89 Finalmente, o Comitê observa também que o Estado requerido, durante o
diálogo, apresentou que a Sra. lman não é apátrida ao produzir um documento
emitido como Documento de Viagem de Emergência que afirmava ser sudanesa
do Sul. Embora o documento tenha sido apresentado apenas no plenário sem
tempo suficiente para o Comitê e os reclamantes analisarem e responderem ao
conteúdo e ao valor do documento, o Comitê observa que seria importante
refletir sobre seu conteúdo e implicações na prova da nacionalidade. Desde o
início, o Comité reconhece que um Documento de Viagem de Emergência
poderia ser considerado como um reconhecimento de primeira face da
nacionalidade. Na Comunicação actual, no que diz respeito à investigação do
Comité, o documento foi emitido pelo DNPI (Nacionalidade, Passaportes e
Imigração) do Sul do Sudão, em Cartum, para aqueles que reivindicam o direito
à nacionalidade do Sul do Sudão, mas não possuem todos os documentos
comprovativos/evidentários necessários para complementar as suas
reivindicações. O documento é-lhes emitido para lhes permitir responder a
algumas necessidades de protecção, tais como, a cobrança de pensões e a sua
utilização para a realização de exames do ensino secundário. A este respeito, o
Comité considera que o documento não substitui o documento de nacionalidade
e o DNPI emitiu-o por vezes a indivíduos cujos pedidos de nacionalidade em
Cartum são rejeitados para facilitar a sua deslocação a Juba para dar
seguimento ao seu pedido na sede do DNPI em Juba. A declaração de
exoneração de responsabilidade indicada no documento também destaca a
própria finalidade deste documento; ou seja, para meras viagens de emergência.
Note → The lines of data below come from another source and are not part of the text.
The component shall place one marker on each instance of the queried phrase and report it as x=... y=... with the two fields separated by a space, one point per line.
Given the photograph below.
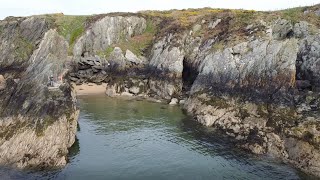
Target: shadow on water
x=121 y=139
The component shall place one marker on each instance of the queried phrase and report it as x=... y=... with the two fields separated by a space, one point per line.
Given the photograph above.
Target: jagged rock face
x=260 y=65
x=167 y=58
x=107 y=31
x=308 y=62
x=18 y=38
x=37 y=123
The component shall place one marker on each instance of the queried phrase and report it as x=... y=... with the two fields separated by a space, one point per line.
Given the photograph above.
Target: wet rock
x=126 y=94
x=132 y=57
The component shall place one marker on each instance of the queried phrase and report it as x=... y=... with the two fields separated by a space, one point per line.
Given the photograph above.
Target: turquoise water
x=121 y=139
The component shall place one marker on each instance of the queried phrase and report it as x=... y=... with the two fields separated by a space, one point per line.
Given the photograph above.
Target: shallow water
x=121 y=139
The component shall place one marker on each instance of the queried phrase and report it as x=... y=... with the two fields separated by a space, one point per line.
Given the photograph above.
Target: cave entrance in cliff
x=189 y=74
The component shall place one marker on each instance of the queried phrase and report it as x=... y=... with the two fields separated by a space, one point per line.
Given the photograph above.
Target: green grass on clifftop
x=70 y=27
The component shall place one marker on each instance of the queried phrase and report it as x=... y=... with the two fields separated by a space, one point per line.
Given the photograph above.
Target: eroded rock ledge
x=37 y=123
x=253 y=75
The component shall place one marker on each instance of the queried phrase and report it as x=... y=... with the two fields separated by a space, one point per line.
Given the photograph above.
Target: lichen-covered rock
x=117 y=60
x=308 y=63
x=262 y=65
x=2 y=82
x=132 y=57
x=282 y=29
x=301 y=29
x=167 y=58
x=38 y=123
x=107 y=31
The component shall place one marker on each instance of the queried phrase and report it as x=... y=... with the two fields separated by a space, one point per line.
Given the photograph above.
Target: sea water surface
x=130 y=139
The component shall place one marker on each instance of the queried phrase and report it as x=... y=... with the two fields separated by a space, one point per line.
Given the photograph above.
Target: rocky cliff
x=37 y=123
x=253 y=75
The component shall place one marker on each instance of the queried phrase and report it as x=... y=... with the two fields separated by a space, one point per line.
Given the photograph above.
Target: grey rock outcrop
x=107 y=31
x=301 y=29
x=259 y=64
x=167 y=58
x=282 y=29
x=37 y=123
x=308 y=63
x=2 y=82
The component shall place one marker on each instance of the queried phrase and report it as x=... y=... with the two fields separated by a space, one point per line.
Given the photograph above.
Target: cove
x=130 y=139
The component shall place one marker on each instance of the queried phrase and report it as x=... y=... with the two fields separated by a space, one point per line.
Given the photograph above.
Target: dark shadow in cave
x=189 y=75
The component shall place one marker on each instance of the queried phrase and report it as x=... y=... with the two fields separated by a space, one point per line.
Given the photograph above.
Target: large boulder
x=2 y=82
x=282 y=29
x=106 y=31
x=38 y=123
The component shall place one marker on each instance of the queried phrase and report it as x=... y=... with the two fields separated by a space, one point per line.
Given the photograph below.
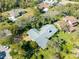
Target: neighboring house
x=41 y=37
x=68 y=24
x=5 y=33
x=5 y=52
x=16 y=13
x=72 y=21
x=50 y=2
x=44 y=5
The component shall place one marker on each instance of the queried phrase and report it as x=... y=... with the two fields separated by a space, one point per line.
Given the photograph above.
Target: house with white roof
x=50 y=2
x=41 y=37
x=44 y=5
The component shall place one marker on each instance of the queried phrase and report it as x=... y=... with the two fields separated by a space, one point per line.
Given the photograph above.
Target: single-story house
x=68 y=24
x=13 y=14
x=41 y=37
x=44 y=5
x=5 y=33
x=5 y=52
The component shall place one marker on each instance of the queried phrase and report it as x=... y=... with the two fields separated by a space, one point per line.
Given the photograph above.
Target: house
x=44 y=5
x=41 y=37
x=50 y=2
x=72 y=21
x=5 y=33
x=2 y=55
x=68 y=24
x=13 y=14
x=5 y=52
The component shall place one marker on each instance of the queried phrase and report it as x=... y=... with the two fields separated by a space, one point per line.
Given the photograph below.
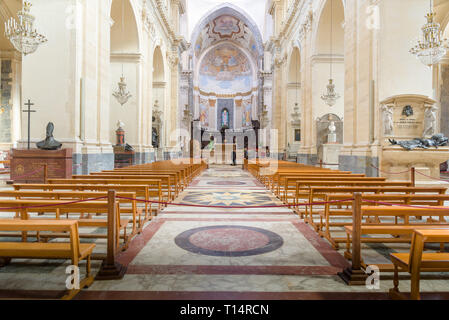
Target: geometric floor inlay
x=229 y=241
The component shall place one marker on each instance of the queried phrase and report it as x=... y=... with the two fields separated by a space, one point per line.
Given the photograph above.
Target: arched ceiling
x=124 y=38
x=197 y=9
x=226 y=23
x=9 y=8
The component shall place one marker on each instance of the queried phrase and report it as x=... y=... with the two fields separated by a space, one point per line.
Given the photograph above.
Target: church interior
x=224 y=150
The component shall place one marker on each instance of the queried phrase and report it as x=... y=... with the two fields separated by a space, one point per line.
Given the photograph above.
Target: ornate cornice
x=280 y=60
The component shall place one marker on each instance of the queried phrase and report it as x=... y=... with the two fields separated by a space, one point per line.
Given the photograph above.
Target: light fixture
x=331 y=96
x=22 y=35
x=432 y=48
x=296 y=115
x=121 y=94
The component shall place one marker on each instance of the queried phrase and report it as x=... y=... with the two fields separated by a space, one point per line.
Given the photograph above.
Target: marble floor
x=217 y=253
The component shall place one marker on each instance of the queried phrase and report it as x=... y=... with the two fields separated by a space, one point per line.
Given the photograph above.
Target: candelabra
x=121 y=94
x=432 y=48
x=23 y=36
x=330 y=97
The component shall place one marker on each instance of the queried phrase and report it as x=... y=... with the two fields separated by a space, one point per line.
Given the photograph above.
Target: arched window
x=225 y=118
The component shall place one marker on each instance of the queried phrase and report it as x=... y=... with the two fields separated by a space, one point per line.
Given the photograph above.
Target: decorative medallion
x=229 y=241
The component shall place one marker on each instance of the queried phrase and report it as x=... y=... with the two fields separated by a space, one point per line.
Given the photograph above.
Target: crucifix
x=29 y=104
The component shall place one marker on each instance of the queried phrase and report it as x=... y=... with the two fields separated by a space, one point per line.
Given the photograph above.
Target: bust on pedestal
x=124 y=154
x=27 y=165
x=331 y=149
x=409 y=136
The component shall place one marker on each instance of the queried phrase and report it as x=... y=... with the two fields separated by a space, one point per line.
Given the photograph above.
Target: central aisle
x=215 y=253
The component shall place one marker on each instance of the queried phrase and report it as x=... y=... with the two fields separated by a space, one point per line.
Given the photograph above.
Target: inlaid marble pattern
x=300 y=264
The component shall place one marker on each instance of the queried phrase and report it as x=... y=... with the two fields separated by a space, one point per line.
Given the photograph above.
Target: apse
x=226 y=54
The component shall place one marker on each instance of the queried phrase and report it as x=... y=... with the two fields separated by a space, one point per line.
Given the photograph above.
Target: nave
x=217 y=253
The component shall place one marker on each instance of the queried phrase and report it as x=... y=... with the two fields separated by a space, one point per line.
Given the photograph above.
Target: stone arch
x=159 y=94
x=293 y=100
x=320 y=30
x=322 y=58
x=124 y=59
x=229 y=9
x=158 y=65
x=130 y=43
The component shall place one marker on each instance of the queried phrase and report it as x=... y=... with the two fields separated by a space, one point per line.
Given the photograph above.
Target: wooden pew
x=141 y=191
x=169 y=181
x=73 y=250
x=43 y=205
x=325 y=224
x=289 y=193
x=416 y=260
x=162 y=184
x=79 y=195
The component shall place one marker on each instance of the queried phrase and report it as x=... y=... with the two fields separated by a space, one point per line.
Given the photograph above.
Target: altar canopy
x=226 y=56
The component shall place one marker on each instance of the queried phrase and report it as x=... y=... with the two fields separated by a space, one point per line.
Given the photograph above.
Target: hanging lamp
x=122 y=95
x=331 y=96
x=432 y=48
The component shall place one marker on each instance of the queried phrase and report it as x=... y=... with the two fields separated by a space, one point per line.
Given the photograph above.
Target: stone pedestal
x=406 y=117
x=27 y=165
x=426 y=161
x=123 y=158
x=330 y=153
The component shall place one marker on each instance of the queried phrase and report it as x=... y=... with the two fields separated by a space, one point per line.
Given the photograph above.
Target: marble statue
x=49 y=143
x=120 y=124
x=388 y=120
x=435 y=141
x=430 y=121
x=332 y=136
x=155 y=138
Além disso, o Comitê observa que há provas de que a nacionalidade sudanesa
do Sul é comprovada através de um certificado de nacionalidade e não através
de um Documento de Viagem de Emergência. Assim, após uma análise mais
aprofundada, o Comitê considera que o Documento de Viagem de Emergência
não deve ser considerado como prova de nacionalidade.
Doente.
Alegadas Violações Conseqüentes
90.1Na sua submissão ao Comitê, os reclamantes argumentaram que a privação
arbitrária da Sra. !man da nacionalidade sudanesa tem conseqüentemente
violado seus numerosos direitos humanos. Os reclamantes argumentaram
principalmente que a privação arbitrária da nacionalidade resultou na violação do
direito da Sra. !man consagrado na Carta Africana dos Direitos Humanos e dos
Povos sobre o direito à proteção igualitária da lei, direito à dignidade e status
legal, direito a julgamento justo, direito à educação e proteção da família. No
entanto, o Comité considera que não tem mandato para pronunciar violações de
outros instrumentos para além da Carta da Criança Africana, em princípio. O
Comité é de opinião que o seu mandato no que diz respeito a outros
instrumentos internacionais e regionais de direitos humanos e jurisprudência é
apenas o de se inspirar nesses instrumentos.